Usage

Before the Deeptone SDK can be used, it must first be initialized. Before you do so, ensure you have your License Key. If you don’t, you can request it at support@oto.ai.

The Deeptone class

The Deeptone class is the entry point for all interactions with the Deeptone SDK. Once you instantiate it, you should reuse the same instance, as its initialisation process can be computationally heavy.

from deeptone import Deeptone

deeptone = Deeptone(license_key="YOUR_LICENSE_KEY")

print(deeptone.get_available_models())

Thread Safety Notice: Whereas instances of Deeptone can be shared across different threads, only one thread at a time should invoke the various processing methods. As such, if you intend on using this class in a multi-threaded application, you should either ensure each thread has its own Deeptone instance (usage of a pool is recommended) or you should guard all method invocations with a lock.

File Processing

The File Processing functionality allows you to extract insights from your audio files.

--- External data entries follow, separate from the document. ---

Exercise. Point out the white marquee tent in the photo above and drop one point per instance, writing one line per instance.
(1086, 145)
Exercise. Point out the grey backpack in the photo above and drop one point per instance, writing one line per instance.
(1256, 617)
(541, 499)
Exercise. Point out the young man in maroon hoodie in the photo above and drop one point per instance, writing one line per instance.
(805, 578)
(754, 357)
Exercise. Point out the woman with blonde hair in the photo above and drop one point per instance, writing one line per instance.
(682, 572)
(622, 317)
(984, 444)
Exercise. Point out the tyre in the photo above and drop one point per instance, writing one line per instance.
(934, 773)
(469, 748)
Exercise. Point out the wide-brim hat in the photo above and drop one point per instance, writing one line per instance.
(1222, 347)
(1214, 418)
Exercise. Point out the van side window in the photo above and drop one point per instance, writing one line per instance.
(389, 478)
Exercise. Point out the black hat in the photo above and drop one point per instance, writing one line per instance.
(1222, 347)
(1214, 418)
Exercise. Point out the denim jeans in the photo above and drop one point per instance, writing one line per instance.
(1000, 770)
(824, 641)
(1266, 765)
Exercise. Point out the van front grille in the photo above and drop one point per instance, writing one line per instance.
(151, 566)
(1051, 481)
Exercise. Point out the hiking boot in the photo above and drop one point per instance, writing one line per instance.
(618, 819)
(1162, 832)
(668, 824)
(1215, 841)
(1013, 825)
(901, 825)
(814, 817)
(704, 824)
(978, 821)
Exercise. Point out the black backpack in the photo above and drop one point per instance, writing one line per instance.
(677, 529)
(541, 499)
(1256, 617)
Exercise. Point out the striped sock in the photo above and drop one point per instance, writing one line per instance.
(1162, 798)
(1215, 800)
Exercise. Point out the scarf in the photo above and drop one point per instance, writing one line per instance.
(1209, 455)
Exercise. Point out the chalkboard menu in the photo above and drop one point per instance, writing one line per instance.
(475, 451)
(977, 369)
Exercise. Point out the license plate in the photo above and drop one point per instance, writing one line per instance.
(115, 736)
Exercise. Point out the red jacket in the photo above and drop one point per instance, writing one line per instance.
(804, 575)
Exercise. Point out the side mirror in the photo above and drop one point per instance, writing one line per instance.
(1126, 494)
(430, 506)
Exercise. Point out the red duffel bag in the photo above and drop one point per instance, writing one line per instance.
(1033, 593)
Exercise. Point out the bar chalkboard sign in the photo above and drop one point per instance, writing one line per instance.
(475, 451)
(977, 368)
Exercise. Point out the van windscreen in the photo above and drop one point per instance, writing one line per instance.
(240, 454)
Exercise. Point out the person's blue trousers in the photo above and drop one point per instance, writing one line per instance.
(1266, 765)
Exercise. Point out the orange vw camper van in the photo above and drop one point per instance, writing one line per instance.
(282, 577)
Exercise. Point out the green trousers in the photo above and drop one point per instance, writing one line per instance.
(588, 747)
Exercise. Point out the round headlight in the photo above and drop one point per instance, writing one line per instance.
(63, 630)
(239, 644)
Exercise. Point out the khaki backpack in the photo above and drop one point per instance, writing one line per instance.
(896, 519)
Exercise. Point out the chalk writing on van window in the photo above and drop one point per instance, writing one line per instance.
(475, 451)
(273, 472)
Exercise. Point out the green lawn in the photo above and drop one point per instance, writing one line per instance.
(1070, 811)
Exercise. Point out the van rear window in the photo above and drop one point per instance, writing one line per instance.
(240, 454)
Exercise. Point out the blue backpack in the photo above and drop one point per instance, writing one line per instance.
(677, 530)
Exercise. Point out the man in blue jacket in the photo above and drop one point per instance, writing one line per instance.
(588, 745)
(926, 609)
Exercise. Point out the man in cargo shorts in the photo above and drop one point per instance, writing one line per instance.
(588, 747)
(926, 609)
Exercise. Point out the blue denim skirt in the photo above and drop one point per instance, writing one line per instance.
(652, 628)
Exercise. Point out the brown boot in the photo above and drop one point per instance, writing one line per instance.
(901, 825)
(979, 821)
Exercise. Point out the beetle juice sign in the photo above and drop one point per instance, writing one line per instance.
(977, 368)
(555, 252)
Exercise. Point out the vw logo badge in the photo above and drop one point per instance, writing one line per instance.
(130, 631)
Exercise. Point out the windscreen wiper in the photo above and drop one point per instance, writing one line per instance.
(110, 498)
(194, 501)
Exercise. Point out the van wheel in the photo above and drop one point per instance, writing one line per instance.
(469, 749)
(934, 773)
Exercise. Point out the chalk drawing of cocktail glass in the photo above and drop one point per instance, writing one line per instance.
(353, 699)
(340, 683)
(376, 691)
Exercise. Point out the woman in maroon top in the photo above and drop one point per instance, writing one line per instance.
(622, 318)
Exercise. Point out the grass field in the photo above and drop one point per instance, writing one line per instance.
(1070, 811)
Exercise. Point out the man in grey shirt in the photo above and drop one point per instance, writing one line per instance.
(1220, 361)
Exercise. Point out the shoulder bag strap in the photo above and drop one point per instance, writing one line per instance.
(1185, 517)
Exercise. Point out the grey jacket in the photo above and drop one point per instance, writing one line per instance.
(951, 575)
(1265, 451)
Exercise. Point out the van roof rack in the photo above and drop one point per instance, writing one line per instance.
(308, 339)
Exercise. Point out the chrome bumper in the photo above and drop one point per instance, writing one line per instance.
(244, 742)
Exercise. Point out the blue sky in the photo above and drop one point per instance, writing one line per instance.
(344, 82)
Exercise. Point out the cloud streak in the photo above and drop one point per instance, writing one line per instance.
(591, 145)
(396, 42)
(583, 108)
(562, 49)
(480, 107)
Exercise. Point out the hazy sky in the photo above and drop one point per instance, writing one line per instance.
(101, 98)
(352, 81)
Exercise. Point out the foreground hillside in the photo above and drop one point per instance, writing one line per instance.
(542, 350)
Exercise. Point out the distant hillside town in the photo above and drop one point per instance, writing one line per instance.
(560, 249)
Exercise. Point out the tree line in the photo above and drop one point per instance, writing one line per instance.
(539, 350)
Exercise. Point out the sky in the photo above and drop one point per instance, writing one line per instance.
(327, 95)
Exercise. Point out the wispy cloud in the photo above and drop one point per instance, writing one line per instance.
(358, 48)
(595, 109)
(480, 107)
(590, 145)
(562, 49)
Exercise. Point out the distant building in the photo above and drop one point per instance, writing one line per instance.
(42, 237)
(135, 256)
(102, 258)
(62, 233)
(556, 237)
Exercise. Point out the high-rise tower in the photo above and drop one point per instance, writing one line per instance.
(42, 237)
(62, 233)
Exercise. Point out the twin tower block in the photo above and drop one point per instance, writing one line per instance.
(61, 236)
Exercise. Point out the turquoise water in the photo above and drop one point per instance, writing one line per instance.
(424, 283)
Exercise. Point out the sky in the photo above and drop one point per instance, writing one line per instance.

You can use it by invoking the process_file method:

deeptone.process_file(filename='my-file.wav',
                      models=['speech', 'arousal'],
                      output_period=1024,
                      include_summary=True,
                      include_transitions=True)

The following is a sample output returned by this method:

{
  "channels": {
    "0": {
      "time_series": [
        { "timestamp" : 0, "gender": { "result": "female", "confidence": 0.6418, } },
        { "timestamp" : 1024, "gender": { "result": "female", "confidence": 0.9002, } },
        { "timestamp" : 2048, "gender": { "result": "female", "confidence": 0.4725, } },
        { "timestamp" : 3072, "gender": { "result": "female", "confidence": 0.4679, } },
      ],
      "summary": {
        "gender": { "male_fraction": 0, "female_fraction": 0.8548, "unknown_fraction": 0.1452 },
      },
      "transitions": {
        "gender": [
          { "timestamp_start" : 0, "timestamp_end": 320, "result": "unknown", "confidence": 0.0151, },
          { "timestamp_start" : 320, "timestamp_end": 2880, "result": "female", "confidence": 0.8075, },
          { "timestamp_start" : 2880, "timestamp_end": 3136, "result": "unknown", "confidence": 0.0771, },
          { "timestamp_start" : 3136, "timestamp_end": 3968, "result": "female", "confidence": 0.4931, },
        ]
      }
    }
  }
}

By default, only the time_series key is returned, if you’re interested in the summary and transitions you need to set the include_summary and include_transitions flags to True, respectively.

You can find information on the output of each model in the Models page.

Refer to the File Processing section of the Deeptone documentation for more details on this functionality.

Real-Time Processing

The File Processing functionality allows you to extract real-time insights from an audio stream.

You can use it by invoking the process_stream method:

deeptone.process_stream(input_generator=my_generator,
                        models=['speech', 'arousal'],
                        output_period=1024)

The method receives an input_generator, which should be a Python Generator that periodically yields byte arrays containing raw audio data.

It returns a Generator that yields results for every output_period milliseconds of audio data, with the following format:

{
    "timestamp": 0,
    "results": {
        "gender": {
            "result": "female",
            "confidence": 0.6255,
        },
        "arousal": {
            "result": "high",
            "confidence": 0.9431,
        },
    },
}

You can find information on the output of each model in the Models page.

Refer to the Real Time Processing section of the Deeptone documentation for more details on this functionality.